# Warriors, The Samurai Episode.  This Thrus!



## Omar B (Apr 8, 2009)

Just thought I should let you guys know if you have not already made a note of it.  This week Terry takes us into Samurai culture in his own awesome way.  I gotta say, I've been impressed with this show since it's started, not a single episode has been a clunker and from the looks of the commercial for this week's episode I'm excited.

If you don't get the History Channel find someone who does and buy them some beer so you can hang out late watching the show.

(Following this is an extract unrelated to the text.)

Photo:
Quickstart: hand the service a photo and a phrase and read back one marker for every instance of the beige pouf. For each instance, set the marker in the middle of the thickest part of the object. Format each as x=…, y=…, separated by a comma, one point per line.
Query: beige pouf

http://www.history.com/minisites/warriors


----------



## Brian R. VanCise (Apr 8, 2009)

Thanks for the update.  I hope they have a qualified person to help them with it!


----------



## Omar B (Apr 8, 2009)

The commercial was pretty quick but I saw a guy in a black gi (I thought it was going to be a ninja episode) talking to Terry.  Either way man, I've already decided I'm getting the DVD of this show the moment they put it out, it's been impressive so far to say the least.


----------



## Brian R. VanCise (Apr 8, 2009)

While I was not blown away with the first episode Maya or Aztec I definitely enjoyed the Medieval Knight episode. (or at least the parts that I saw)


----------



## Omar B (Apr 8, 2009)

My favorite so far was the English Knight episode, I'm a big Battle of Agincourt buff so for me it was a huge thrill.  Also, not many documentaries on war are hosted by actual real life warriors, it's usually a stuffy intellectual type who can't seem to connect to the material like Terry does, or is as willing to get in there and get dirty.  When Terry got emotional on the field at Agincourt, I felt it too man.


----------



## Brian R. VanCise (Apr 10, 2009)

Okay I watched this show last night and it was very entertaining.  Lots and lots of inaccurate info but Terry did have a couple of good people to help demonstrate some of the Japanese systems.  One was the head master of the Niten Ryu and another was a Bujinkan Shihan who demonstrated Jo and Kusurigama techniques.  All in all it was enjoyable to watch!


----------



## Brian R. VanCise (Apr 10, 2009)

[yt]NH-yZ8g0FnU&feature=channel[/yt]


----------



## girlbug2 (Apr 10, 2009)

Actually that's a great gift idea, thanks for the suggestion Omar. I hope it's available before December.


----------



## Omar B (Apr 10, 2009)

I loved it.  Terry as always got emotional a the end.  I like the hand to hand scenes in the show, he moves like a Shotokan guy.


----------